All the data on α-amylase, α-glucosidase and porcine pancreatic enzymes inhibitory activity as well as on the antioxidant, COX inhibitory and cytotoxicity activities were the average of triplicate analyses. The outcomes were presented as means ± standard deviation (SD). Statistical analysis was established employing GraphPad Prism software version 6.01 (GraphPad, San Diego, CA).

5. Conclusions

The GC-MS analysis revealed the presence of fifty-two compounds in the S. viticina EO, of which endo-borneol was the major component, followed by eucalyptol and epizonarene. The EO of S. viticina showed an ability to scavenge the free radical DPPH with an IC₅₀ value of 19.95 µg/mL and displayed cytotoxic activity against colon and HeLa cancer cells at 0.5 mg/mL and 1.25 mg/mL, respectively.

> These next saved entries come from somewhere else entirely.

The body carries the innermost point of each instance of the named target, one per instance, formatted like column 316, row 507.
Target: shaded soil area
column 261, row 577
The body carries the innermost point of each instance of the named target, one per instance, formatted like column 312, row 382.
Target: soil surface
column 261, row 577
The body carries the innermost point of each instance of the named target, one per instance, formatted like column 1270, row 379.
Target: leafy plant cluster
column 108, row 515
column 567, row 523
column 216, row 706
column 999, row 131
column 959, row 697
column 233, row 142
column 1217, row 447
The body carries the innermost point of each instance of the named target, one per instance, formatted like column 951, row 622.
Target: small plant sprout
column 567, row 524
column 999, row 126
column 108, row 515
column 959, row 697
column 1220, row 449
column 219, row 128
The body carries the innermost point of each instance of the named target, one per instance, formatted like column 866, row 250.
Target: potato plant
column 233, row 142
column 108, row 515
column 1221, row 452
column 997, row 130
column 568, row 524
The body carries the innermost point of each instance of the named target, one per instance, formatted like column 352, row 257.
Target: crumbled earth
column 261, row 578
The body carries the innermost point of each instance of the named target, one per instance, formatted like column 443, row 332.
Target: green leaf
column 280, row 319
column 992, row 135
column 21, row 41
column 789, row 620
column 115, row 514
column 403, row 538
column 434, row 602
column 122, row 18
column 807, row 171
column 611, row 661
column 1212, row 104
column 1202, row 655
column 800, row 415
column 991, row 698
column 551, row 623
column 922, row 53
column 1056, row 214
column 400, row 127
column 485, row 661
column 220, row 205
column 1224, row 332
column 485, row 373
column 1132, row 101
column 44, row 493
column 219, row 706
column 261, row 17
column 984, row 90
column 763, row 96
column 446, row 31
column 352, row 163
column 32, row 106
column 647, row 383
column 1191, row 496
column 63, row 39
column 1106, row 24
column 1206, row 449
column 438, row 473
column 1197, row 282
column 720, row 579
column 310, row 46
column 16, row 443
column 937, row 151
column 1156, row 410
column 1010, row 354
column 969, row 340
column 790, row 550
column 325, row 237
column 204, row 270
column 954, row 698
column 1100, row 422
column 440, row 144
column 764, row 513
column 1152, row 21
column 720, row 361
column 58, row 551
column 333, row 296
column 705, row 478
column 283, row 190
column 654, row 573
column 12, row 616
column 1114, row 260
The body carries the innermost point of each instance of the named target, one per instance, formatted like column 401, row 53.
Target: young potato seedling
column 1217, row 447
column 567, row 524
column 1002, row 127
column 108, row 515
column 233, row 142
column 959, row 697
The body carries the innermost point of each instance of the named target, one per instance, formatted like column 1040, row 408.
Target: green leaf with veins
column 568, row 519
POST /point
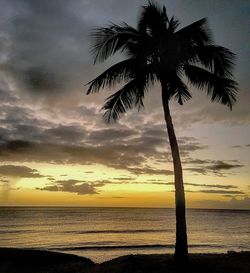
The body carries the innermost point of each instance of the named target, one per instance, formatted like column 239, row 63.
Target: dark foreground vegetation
column 38, row 261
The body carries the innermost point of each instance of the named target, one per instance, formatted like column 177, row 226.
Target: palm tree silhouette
column 157, row 50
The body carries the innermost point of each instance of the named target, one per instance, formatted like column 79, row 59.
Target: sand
column 39, row 261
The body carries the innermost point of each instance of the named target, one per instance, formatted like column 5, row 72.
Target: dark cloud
column 212, row 186
column 149, row 171
column 46, row 43
column 19, row 171
column 72, row 186
column 222, row 192
column 233, row 203
column 221, row 166
column 217, row 167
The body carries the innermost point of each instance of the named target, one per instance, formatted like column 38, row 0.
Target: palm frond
column 130, row 95
column 113, row 75
column 153, row 19
column 196, row 33
column 108, row 40
column 219, row 60
column 220, row 89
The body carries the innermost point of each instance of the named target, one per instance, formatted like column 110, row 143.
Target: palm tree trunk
column 181, row 247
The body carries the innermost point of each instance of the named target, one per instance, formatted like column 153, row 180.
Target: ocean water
column 104, row 233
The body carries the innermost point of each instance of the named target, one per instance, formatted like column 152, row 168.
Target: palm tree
column 156, row 50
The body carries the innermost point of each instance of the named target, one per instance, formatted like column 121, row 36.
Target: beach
column 102, row 234
column 14, row 260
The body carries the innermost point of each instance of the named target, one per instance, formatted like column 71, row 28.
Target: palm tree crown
column 158, row 51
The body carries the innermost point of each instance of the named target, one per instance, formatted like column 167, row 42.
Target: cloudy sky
column 55, row 149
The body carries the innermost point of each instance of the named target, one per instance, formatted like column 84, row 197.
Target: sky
column 55, row 148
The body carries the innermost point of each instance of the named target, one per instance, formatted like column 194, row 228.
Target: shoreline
column 24, row 260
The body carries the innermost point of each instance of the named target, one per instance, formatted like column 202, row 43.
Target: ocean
column 105, row 233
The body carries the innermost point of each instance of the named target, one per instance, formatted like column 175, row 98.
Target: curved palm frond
column 219, row 60
column 113, row 75
column 130, row 95
column 221, row 89
column 152, row 18
column 108, row 40
column 195, row 34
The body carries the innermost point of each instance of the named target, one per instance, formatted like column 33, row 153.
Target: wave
column 107, row 247
column 117, row 231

It also showed very strong antimicrobial (against three Gram-positive, three Gram-negative bacteria and two fungi) effects, of which the strongest was against MRSA, with a MIC value of 0.039 mg/mL. Moreover, the S. viticina EO showed high cyclooxygenase inhibitory activity against COX-1 and COX-2, with IC₅₀ values of 0.25 and 0.5 µg/mL, respectively, similar to those of the positive control (the NSAID etodolac). In addition, the EO showed potential in inhibiting the activity of α-amylase (56.52% at 45.22 µg/mL) and of α-glucosidase (69.82% at 63.09 µg/mL). Briefly, S. viticina EO contains pharmacologically active molecules which could be further validated and explored clinically for their therapeutic potential and for the development and design of new natural therapeutic preparations.